Sunday, 26 July 2015

The Inheritance of Rome, by Chris Wickham

3 stars


Covering a whopping great 600 years of history, it's small wonder that this book took two months to read. Whilst some of that was at least partially the fault of my daily life becoming increasingly demanding and therefore not yielding up half as much reading time as I'd had before, it's also due to the staggering amount of information imparted. 

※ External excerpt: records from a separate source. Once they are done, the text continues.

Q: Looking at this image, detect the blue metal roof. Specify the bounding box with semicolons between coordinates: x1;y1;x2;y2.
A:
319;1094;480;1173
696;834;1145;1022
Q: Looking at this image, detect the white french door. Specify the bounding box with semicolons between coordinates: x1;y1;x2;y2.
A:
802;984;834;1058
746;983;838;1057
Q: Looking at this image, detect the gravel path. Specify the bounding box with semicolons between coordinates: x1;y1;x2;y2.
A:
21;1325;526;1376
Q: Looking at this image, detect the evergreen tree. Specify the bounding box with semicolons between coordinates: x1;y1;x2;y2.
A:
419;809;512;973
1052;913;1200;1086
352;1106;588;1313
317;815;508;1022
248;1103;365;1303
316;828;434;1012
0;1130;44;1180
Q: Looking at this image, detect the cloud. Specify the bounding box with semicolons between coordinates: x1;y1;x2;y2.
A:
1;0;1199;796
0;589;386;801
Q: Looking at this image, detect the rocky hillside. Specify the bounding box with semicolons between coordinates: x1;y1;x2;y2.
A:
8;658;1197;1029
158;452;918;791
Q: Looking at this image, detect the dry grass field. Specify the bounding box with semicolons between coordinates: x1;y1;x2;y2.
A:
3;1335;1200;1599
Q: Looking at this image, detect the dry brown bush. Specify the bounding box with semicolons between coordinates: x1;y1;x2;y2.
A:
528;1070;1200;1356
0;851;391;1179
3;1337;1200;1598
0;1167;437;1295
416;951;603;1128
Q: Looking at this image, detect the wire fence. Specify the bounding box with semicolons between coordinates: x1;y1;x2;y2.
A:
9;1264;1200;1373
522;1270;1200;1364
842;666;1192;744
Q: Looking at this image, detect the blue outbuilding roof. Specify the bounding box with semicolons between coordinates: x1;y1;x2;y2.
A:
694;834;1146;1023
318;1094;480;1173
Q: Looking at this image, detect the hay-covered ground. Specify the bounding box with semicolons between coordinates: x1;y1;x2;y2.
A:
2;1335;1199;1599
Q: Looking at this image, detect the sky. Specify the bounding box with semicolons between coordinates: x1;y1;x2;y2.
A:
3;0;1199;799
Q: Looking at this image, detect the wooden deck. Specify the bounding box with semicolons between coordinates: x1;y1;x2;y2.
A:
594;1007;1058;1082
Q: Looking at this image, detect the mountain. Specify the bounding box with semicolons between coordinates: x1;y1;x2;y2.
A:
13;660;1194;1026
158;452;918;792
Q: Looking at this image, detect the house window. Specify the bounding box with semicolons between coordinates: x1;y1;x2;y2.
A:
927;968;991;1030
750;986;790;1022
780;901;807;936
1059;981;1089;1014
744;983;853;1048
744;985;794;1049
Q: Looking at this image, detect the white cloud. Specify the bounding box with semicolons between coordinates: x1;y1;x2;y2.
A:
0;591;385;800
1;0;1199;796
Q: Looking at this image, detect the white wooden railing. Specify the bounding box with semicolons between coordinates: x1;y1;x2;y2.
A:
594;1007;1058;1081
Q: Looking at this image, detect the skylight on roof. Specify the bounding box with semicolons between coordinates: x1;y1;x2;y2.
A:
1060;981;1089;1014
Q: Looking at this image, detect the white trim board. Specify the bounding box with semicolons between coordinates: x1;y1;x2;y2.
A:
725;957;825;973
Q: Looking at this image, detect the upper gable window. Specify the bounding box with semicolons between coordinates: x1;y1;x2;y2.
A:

Taking us from the fall of the Roman Empire up until the year 1000 and the so-called 'Feudal Revolution', this took in the post Roman States and cultures that grew out of this fall, including looks at the Visigoths, the Vandals, the Vikings, the Merovingians and Carolingians, as well many more that I'd never even heard of before. Examining tax systems, religions, economies and exchange systems, iconography and much, much more, it seems that Chris Wickham left no stone unturned when writing this book. The only thing really missing is much on what life was like for the unpowerful (other than probably rather hard), thanks to the dearth of evidence on this aspect of life as contemporary chroniclers couldn't have given two shits about their lives and preferred to concentrate on the kings and other noblemen that were constantly blinding one another (apparently a preferred way of eliminating rivals for centuries, thanks to a commonly held belief that a ruler should be 'whole').


The jumping around in time and place, along with the lack of any real common narrative drive sometimes helped to hinder my progress as I found myself having to concentrate far more on all of the incidental facts and opinions presented in order to make them stick (as it is, I'd still be hard pushed to tell you anything I learned with any sort of specificity, and would probably be reduced to statements like 'the Vandals were well lairy', and 'aristocrats have always been a complete shower of shits'), but it certainly succeeded in helping me to decide which groups I'm interested in reading more on (that'll be all the ones beginning with the letter V).